Consequently, the data/forwarding plane needs the IP address of the UE whose data flows are to be monitored for possible private identities and related routing actions in order to implement respective routing actions.

The IP address of the UE is known by the core network (e.g. MME). The private network identities, however, do not have any relationship with the IP address allocated by the mobile core network to the UE. On the other hand, the private network does not know the IMSI of the user/UE, because IMSI is a mobile network internal identity.

Hence, the problem arises that there is no way to bind the private identities of the private network to the current IP address of the user/UE. Accordingly, the above-outlined “routing-by-private-identities” feature cannot be deployed.

Hence, there is a need to provide for user equipment identity implementation in mobile edge scenarios.

SUMMARY

Various exemplary embodiments of the present invention aim at addressing at least part of the above issues and/or problems and drawbacks.

Various aspects of exemplary embodiments of the present invention are set out in the appended claims.

According to an exemplary aspect of the present invention, there is provided a method of a mobile edge computing application entity in a mobile edge computing server of a first network, the mobile edge computing server comprising at least said mobile edge computing application entity and a mobile edge platform entity, said method comprising receiving a conjunction of a common identifier of a network communication participant and a network specific identifier of said network communication participant in a second network, wherein said common identifier is common to said first network and said second network, receiving a trigger to register a token for said network communication participant, wherein said trigger comprises at least said token and one of said common identifier and said network specific identifier of said network communication participant in said second network, and transmitting, to said mobile edge platform entity, a request to register said token for said network communication participant, wherein said request comprises at least said common identifier and said token.

According to an exemplary aspect of the present invention, there is provided a method of a mobile edge platform entity in a mobile edge computing server of a first network, the mobile edge computing server comprising at least said mobile edge platform entity and a mobile edge computing application entity, said method comprising obtaining a conjunction of a common identifier of a network communication participant and a network address assigned to said network communication participant in said first network, wherein said common identifier is common to said first network and a second network, receiving, from said mobile edge computing application entity, a request to register a token for said network communication participant, wherein said request comprises at least said common identifier and said token, and generating an action rule for said network communication participant on the basis of said request.

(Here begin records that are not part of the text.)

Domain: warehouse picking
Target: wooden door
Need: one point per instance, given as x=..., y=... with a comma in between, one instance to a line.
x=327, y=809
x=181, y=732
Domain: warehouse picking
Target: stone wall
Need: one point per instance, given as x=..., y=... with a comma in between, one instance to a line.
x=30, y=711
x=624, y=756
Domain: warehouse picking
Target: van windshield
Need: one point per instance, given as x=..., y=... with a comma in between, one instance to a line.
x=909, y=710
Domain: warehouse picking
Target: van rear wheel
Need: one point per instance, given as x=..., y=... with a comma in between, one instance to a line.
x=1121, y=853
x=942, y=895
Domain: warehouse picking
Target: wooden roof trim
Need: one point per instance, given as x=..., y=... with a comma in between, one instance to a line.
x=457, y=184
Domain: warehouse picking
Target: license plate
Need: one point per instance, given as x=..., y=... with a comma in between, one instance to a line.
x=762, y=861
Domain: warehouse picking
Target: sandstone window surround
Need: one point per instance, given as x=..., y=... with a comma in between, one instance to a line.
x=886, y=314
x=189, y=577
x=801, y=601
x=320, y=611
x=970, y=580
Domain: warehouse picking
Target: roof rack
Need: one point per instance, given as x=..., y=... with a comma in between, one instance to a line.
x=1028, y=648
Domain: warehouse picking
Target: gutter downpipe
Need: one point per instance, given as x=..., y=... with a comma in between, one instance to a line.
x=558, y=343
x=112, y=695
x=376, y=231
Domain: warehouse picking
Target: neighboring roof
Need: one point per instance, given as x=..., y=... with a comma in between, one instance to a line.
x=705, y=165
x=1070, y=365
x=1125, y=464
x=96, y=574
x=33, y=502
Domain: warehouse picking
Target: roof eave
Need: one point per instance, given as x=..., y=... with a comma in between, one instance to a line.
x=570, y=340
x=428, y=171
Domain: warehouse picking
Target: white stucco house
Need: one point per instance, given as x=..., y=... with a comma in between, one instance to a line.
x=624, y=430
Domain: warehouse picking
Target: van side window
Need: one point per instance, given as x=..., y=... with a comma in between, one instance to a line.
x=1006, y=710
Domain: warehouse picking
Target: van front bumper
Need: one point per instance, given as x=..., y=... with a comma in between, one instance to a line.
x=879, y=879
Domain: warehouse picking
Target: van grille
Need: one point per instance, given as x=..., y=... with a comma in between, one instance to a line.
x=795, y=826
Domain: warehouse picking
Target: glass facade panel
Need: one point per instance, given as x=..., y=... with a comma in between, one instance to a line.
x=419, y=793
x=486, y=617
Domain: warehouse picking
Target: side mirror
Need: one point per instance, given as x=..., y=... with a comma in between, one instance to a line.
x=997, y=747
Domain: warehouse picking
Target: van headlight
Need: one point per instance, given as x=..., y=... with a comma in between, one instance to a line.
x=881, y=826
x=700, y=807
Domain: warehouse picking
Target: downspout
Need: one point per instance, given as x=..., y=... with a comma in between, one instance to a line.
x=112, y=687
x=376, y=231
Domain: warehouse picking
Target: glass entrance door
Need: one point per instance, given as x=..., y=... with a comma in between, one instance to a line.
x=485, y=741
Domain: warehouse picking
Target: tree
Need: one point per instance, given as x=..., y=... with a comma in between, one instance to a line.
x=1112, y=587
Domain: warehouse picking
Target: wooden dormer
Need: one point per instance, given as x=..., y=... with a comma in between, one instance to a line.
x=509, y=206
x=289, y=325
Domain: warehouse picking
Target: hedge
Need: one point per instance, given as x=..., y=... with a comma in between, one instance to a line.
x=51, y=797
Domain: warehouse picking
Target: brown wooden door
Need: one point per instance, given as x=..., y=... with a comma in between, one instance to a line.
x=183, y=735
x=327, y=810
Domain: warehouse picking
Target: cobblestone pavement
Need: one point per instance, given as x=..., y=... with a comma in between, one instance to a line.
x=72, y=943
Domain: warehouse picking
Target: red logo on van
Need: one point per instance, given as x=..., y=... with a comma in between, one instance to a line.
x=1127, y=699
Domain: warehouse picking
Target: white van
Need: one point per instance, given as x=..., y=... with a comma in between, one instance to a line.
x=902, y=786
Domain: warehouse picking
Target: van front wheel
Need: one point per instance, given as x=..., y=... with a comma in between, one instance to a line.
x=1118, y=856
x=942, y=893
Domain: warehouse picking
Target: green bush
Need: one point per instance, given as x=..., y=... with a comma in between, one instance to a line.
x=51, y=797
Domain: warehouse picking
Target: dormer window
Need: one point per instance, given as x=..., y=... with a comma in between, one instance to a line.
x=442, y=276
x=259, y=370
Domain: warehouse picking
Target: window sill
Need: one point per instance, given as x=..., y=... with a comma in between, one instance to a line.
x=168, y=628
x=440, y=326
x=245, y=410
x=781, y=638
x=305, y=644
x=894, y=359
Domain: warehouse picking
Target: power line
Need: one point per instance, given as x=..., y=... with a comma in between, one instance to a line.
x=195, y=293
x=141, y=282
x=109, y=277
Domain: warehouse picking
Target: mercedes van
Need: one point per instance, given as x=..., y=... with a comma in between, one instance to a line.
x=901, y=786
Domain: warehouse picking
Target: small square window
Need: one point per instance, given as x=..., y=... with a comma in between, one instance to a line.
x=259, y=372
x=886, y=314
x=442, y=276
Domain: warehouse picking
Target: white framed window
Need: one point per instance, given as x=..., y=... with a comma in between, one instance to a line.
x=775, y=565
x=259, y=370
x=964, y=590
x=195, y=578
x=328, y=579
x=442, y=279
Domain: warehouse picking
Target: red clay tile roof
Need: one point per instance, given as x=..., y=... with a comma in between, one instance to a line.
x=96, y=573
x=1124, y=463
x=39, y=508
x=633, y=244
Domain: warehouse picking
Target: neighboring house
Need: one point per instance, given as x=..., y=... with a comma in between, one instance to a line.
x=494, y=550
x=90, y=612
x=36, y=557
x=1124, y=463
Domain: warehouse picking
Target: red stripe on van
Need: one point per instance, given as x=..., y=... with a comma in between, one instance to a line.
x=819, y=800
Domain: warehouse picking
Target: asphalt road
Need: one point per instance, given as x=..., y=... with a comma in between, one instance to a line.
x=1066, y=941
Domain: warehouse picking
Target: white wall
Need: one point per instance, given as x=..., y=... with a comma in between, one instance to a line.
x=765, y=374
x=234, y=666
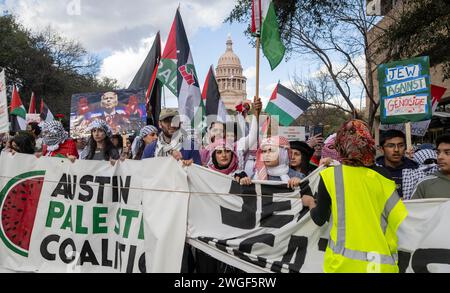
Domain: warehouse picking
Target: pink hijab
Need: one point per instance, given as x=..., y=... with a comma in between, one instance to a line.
x=222, y=144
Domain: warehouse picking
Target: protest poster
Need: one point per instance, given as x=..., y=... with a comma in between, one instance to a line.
x=404, y=88
x=123, y=110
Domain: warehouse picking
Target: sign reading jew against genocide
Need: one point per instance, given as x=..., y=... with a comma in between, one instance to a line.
x=123, y=110
x=86, y=216
x=405, y=91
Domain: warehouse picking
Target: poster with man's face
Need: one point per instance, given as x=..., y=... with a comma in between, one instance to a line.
x=123, y=110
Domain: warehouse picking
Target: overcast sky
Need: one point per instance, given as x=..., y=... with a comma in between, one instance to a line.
x=121, y=33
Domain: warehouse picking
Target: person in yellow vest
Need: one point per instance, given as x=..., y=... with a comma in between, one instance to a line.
x=364, y=206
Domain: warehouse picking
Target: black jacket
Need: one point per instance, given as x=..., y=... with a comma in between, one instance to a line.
x=396, y=173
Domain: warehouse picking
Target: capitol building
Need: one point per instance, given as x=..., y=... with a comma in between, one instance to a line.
x=232, y=84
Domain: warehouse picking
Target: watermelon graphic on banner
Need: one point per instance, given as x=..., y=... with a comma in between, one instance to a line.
x=19, y=200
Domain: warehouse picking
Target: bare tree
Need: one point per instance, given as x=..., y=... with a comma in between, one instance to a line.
x=336, y=34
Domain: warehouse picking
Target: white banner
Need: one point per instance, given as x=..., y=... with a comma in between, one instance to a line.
x=89, y=216
x=417, y=128
x=273, y=233
x=4, y=121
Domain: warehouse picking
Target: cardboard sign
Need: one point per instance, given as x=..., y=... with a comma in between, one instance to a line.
x=293, y=133
x=123, y=110
x=405, y=91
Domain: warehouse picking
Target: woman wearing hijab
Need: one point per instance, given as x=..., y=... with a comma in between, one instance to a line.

According to an exemplary aspect of the present invention, there is provided an apparatus of a mobile edge computing application entity in a mobile edge computing server of a first network, the mobile edge computing server comprising at least said mobile edge computing application entity and a mobile edge platform entity, the apparatus comprising at least one processor, at least one memory including computer program code, and at least one interface configured for communication with at least another apparatus, the at least one processor, with the at least one memory and the computer program code, being configured to cause the apparatus to perform receiving a conjunction of a common identifier of a network communication participant and a network specific identifier of said network communication participant in a second network, wherein said common identifier is common to said first network and said second network, receiving a trigger to register a token for said network communication participant, wherein said trigger comprises at least said token and one of said common identifier and said network specific identifier of said network communication participant in said second network, and transmitting, to said mobile edge platform entity, a request to register said token for said network communication participant, wherein said request comprises at least said common identifier and said token.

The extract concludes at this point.